Geometric characterizations of the strict Hadamard differentiability of sets

Abstract: Let $S$ be a closed subset of a Banach space $X$. Assuming that $S$ is epi-Lipschitzian at $\bar{x}$ in the boundary $ \bd S$ of $S$, we show that $S$ is strictly Hadamard differentiable at $\bar{x}$ IFF the Clarke tangent cone $T(S, \bar{x})$ to $S$ at $\bar{x}$ contains a closed hyperplane IFF the Clarke tangent cone $T(\bd S, \bar{x})$ to $\bd S$ at $\bar{x}$ is a closed hyperplane.

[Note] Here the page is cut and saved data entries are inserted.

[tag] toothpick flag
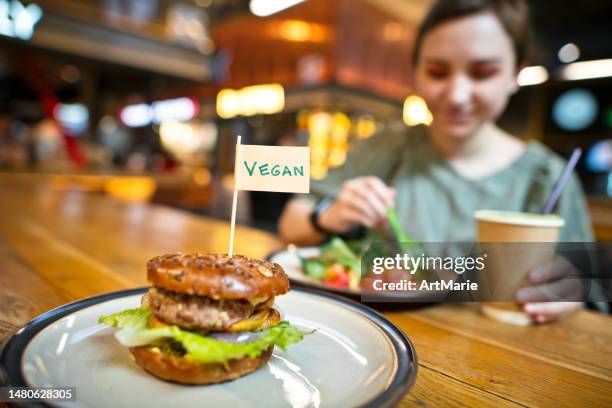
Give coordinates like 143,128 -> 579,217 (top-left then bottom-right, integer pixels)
228,136 -> 310,256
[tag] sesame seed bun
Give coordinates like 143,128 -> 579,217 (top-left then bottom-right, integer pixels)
147,253 -> 289,299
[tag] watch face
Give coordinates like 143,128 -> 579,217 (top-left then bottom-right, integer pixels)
318,197 -> 334,211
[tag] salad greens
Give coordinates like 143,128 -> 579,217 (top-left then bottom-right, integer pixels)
300,209 -> 425,287
300,237 -> 362,288
99,308 -> 309,364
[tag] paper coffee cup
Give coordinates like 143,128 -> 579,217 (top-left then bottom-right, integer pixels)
474,210 -> 565,325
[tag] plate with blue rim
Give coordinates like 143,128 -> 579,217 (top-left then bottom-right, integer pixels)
0,286 -> 417,408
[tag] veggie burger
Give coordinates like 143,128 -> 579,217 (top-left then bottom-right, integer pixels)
99,253 -> 307,384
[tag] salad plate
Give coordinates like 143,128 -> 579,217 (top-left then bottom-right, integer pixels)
0,287 -> 417,408
270,245 -> 361,298
269,239 -> 452,305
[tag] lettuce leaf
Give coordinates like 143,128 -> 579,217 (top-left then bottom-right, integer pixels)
99,308 -> 309,364
322,237 -> 362,278
98,307 -> 151,330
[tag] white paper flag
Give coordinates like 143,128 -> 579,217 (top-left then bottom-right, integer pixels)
235,144 -> 310,193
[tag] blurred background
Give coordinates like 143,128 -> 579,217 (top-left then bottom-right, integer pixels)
0,0 -> 611,237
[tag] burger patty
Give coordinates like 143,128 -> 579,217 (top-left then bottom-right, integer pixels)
147,287 -> 269,332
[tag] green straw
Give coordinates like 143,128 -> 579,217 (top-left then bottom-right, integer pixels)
386,208 -> 418,243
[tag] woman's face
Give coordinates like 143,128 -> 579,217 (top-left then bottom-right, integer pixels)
414,12 -> 520,139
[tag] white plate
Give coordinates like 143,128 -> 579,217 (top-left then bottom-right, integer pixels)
271,247 -> 360,296
0,287 -> 416,408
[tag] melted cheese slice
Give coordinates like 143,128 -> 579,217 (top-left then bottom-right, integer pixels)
247,296 -> 272,306
148,314 -> 169,329
227,308 -> 279,332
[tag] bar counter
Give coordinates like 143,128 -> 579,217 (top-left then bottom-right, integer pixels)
0,175 -> 611,407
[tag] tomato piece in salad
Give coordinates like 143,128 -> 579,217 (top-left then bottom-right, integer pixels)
323,263 -> 350,287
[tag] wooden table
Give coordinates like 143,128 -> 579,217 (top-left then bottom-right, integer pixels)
1,175 -> 611,407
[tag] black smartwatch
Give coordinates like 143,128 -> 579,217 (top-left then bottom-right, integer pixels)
310,197 -> 334,234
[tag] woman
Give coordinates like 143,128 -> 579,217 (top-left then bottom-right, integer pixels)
278,0 -> 594,321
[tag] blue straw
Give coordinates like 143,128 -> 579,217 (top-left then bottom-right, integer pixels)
542,148 -> 582,215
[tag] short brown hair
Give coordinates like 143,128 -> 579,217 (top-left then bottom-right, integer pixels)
412,0 -> 530,67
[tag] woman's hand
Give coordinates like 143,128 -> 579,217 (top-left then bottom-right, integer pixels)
516,256 -> 583,323
318,176 -> 396,234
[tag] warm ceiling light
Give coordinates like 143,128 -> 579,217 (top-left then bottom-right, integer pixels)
240,84 -> 285,116
216,84 -> 285,119
216,89 -> 241,119
250,0 -> 306,17
355,114 -> 377,139
560,59 -> 612,81
275,20 -> 329,43
278,20 -> 312,42
517,66 -> 549,87
308,111 -> 331,136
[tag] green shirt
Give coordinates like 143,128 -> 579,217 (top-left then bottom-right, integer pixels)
305,125 -> 594,243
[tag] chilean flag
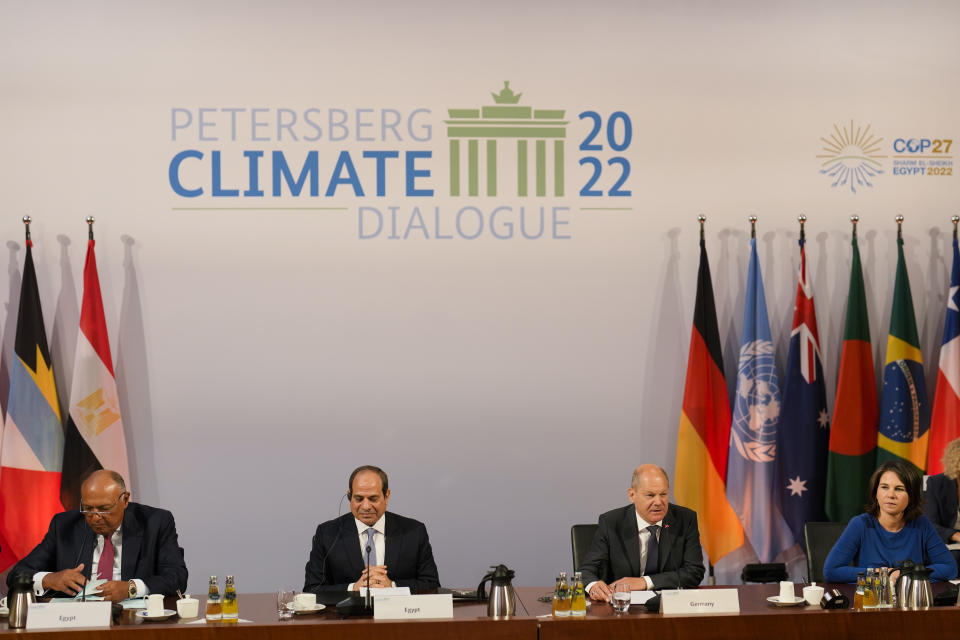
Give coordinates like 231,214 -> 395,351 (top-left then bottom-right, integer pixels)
60,235 -> 129,509
927,232 -> 960,474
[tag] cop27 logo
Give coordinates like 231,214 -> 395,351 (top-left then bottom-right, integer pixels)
816,120 -> 885,193
445,82 -> 633,198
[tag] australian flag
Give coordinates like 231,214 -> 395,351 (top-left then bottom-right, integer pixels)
776,235 -> 829,544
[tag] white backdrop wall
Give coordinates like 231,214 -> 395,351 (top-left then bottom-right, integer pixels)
0,0 -> 958,592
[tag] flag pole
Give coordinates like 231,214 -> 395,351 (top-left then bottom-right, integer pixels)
87,215 -> 95,240
952,215 -> 958,239
851,214 -> 859,238
749,215 -> 757,238
698,214 -> 706,243
23,215 -> 32,247
698,214 -> 717,586
798,214 -> 806,243
896,214 -> 904,239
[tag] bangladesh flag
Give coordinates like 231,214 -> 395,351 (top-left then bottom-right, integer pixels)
825,229 -> 877,523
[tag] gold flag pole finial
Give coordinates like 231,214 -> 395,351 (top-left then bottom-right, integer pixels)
850,215 -> 859,239
896,215 -> 904,240
798,214 -> 807,242
698,215 -> 706,243
22,215 -> 32,246
86,216 -> 95,241
749,216 -> 757,239
952,215 -> 959,240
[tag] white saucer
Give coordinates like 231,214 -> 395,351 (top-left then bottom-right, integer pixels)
136,609 -> 177,620
287,603 -> 325,615
767,595 -> 806,607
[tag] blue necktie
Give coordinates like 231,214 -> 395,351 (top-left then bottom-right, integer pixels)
644,525 -> 660,576
364,528 -> 377,568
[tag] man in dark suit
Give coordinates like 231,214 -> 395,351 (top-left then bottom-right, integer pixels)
579,464 -> 704,600
304,465 -> 439,594
6,469 -> 187,602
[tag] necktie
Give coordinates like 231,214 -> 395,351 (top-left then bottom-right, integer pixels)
644,525 -> 660,576
364,528 -> 377,568
98,534 -> 115,581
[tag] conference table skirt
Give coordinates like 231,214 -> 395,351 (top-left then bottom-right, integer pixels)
3,585 -> 960,639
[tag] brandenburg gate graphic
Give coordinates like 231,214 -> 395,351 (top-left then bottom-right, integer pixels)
446,82 -> 568,197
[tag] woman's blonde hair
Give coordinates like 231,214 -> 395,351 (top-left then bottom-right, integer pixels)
942,438 -> 960,479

Moreover when $X$ is of finite dimension, $Y$ is a Banach space and $g: X \mapsto Y$ is a locally Lipschitz mapping around $\bar{x}$, we show that $g$ is strictly Hadamard differentiable at $\bar{x}$ IFF $T(\mathrm{graph}\,g, (\bar{x}, g(\bar{x})))$ is isomorphic to $X$ IFF the set-valued mapping $x\rightrightarrows K(\gh g, (x, g(x)))$ is continuous at $\bar{x}$ and $K(\gh g, (\bar{x}, g(\bar{x})))$ is isomorphic to $X$, where $K(A, a)$ denotes the contingent cone to a set $A$ at $a \in A$.